Albatross
- Editor: Stacey M. Franchild
- Categories: Lesbian
- Frequency: Biannual
- Circulation: 5,000
- Publisher: The Albatross Collective
- Founded: 1974; 52 years ago
- First issue: October 1974
- Country: United States
- Based in: East Orange, New Jersey
- Language: English
- OCLC: 428434105

= Albatross (magazine) =

American lesbian magazine

Albatross was an American lesbian satirical magazine published monthly for the first 6 issues, then quarterly for the next 2 years. In its final year only two issues were produced. It was produced by The Albatross Collective (TAC), which was based in East Orange, New Jersey. Usually subtitled as The Lesbian Feminist Satire Magazine, issues featured prose, poems, comics, and advertisements. The first issue of Albatross was published in October 1974.

==History==

Albatross was founded by former members of the Mid-East Jersey National Organization for Women (NOW) chapter, who left due to homophobic views and discrimination from members of other local and nationwide NOW chapters. The decision was announced in the final issue of their newsletter, Sisterhood - The Mid-East Jersey NOW News, published in June 1974. Stacey M. Franchild, the president of Mid-East Jersey NOW wrote, “As we as people still have information to impart, and must have a means of doing so, though not through the structure of NOW, we shall disseminate our information through the newsletter of another group…the Mid-East Jersey Radical Feminists. The newsletter shall be entitled the ALBATROSS…and NOW may certainly come to think of it as that.”

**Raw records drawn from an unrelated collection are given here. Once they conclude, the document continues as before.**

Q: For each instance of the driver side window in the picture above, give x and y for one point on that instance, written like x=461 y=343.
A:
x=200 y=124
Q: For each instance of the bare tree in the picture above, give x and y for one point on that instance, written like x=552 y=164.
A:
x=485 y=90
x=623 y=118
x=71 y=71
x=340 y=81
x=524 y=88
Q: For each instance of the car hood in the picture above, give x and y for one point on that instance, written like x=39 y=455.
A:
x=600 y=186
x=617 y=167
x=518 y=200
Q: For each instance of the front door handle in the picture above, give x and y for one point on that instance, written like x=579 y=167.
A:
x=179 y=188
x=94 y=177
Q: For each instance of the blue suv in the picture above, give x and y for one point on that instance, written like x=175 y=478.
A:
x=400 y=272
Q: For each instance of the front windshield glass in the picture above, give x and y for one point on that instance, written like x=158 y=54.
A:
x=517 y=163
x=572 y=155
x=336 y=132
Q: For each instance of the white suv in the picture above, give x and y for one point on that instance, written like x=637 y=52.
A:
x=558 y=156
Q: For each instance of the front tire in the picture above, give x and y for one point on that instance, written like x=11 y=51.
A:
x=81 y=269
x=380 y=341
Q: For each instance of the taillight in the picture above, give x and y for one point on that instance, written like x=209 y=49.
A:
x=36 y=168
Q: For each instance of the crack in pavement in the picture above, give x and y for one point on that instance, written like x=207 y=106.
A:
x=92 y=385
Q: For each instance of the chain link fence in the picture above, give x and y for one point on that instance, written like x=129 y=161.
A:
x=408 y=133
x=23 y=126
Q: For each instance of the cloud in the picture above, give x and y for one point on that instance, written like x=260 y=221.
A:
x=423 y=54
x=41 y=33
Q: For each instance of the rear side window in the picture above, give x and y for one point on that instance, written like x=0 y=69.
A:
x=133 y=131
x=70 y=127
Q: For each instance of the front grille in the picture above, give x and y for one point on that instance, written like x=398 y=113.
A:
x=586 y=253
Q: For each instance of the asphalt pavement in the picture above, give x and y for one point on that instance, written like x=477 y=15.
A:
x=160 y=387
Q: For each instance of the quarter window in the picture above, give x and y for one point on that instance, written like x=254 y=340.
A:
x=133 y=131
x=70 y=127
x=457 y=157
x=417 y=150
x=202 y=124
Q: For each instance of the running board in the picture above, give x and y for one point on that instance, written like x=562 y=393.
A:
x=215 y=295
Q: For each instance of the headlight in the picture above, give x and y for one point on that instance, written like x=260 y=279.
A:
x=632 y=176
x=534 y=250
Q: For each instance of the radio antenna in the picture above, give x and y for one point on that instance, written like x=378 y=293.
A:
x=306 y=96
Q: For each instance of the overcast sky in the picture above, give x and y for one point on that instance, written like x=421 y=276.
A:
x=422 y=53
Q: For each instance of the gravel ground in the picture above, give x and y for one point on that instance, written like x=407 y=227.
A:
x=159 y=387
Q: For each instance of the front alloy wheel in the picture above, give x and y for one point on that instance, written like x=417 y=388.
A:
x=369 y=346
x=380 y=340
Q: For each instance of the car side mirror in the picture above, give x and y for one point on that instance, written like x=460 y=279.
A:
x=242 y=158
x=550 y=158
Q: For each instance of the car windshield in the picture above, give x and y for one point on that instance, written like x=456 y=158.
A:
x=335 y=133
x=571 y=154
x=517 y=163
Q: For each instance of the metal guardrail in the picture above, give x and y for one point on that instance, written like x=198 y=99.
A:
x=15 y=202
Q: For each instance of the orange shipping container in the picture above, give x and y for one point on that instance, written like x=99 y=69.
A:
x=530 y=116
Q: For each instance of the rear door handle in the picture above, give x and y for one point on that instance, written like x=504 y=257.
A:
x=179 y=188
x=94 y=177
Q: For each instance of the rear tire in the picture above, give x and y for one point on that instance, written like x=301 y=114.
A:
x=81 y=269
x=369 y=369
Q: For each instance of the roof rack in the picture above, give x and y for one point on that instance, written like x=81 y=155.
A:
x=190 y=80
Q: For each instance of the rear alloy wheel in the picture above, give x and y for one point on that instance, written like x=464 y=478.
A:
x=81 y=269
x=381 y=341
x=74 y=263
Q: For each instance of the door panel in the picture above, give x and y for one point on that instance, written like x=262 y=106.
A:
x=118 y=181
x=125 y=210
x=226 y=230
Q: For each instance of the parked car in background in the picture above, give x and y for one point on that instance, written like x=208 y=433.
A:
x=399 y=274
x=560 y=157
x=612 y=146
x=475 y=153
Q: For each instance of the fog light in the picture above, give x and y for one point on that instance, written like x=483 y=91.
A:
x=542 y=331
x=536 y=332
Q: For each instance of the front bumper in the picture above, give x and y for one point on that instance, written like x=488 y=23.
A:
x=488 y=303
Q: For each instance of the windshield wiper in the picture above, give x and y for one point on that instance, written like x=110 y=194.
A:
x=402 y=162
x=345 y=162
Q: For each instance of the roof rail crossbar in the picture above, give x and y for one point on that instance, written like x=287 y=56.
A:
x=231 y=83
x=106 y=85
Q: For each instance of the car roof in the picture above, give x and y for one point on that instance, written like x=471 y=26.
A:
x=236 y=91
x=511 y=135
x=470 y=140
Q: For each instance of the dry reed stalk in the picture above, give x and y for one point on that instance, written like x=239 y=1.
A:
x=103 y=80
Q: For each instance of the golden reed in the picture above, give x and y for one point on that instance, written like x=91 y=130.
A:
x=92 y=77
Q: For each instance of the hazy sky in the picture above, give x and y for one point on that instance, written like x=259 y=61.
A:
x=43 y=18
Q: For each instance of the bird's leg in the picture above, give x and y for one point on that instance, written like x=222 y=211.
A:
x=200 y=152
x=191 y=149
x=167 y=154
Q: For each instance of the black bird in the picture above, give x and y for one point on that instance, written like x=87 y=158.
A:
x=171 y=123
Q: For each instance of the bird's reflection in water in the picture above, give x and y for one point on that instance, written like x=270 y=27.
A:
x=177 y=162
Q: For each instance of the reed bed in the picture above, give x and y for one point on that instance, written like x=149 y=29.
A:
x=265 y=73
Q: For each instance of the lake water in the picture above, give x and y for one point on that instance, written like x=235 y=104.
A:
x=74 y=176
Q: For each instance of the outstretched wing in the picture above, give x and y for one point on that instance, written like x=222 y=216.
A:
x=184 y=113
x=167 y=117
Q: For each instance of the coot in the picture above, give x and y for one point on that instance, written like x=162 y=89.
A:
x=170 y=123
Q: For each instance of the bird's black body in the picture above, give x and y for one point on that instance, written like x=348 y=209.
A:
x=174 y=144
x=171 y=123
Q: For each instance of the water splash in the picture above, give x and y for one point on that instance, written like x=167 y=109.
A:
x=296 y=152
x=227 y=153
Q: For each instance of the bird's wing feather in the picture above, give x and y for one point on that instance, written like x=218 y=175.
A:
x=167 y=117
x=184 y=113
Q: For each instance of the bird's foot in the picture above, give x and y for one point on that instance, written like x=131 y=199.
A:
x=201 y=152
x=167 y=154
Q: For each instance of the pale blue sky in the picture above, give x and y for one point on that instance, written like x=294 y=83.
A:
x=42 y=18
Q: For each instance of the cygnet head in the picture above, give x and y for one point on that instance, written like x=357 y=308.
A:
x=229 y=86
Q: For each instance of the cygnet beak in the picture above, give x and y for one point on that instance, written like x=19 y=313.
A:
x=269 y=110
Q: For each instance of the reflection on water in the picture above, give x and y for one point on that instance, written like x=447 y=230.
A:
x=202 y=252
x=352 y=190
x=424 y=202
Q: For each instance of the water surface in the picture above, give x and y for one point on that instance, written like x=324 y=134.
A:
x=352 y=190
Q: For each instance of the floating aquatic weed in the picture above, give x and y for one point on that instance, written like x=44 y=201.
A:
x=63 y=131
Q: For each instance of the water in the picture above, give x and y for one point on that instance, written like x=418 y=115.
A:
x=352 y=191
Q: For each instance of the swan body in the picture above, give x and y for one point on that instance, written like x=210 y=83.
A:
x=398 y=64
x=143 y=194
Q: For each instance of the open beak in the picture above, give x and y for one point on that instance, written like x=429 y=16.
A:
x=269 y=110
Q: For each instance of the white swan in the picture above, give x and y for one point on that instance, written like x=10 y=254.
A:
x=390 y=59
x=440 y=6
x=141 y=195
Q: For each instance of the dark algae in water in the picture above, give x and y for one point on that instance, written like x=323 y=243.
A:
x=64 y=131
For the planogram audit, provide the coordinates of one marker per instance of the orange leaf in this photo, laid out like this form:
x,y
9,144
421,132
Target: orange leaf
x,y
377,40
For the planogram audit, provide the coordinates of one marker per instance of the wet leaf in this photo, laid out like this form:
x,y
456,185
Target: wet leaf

In October 1974, the first issue of Albatross was published. The magazine was edited by Stacey M. Franchild. The first issues were created on a mimeograph machine. The Collective hand assembled and stapled the early issues. When we had enough money, Stacey used an IBM Selectric typewriter to produce printer ready copy. She always prioritized unpublished authors and refused submissions that had already been published elsewhere. Her reasoning was simple, she wanted to create a platform for new voices. In addition to editing, she created the 'JC on a Bike', 'Betty Frypan' and 'The Roommates' comic series with her partner, V.E Bass. Stacey also wrote the 'Helps & Advices' and 'Little Mary Sunshine' columns. The 'Tross was collectively written and produced by members of the Mid-East Jersey Radical Feminists. The first issue described their mission, "We hope to share with you through the ALBATROSS, some of our experiences, feelings, humor, anger and day to day living." Issues were published on a quarterly basis until 1978. To save money and time editing, TAC changed to publishing larger issues twice a year.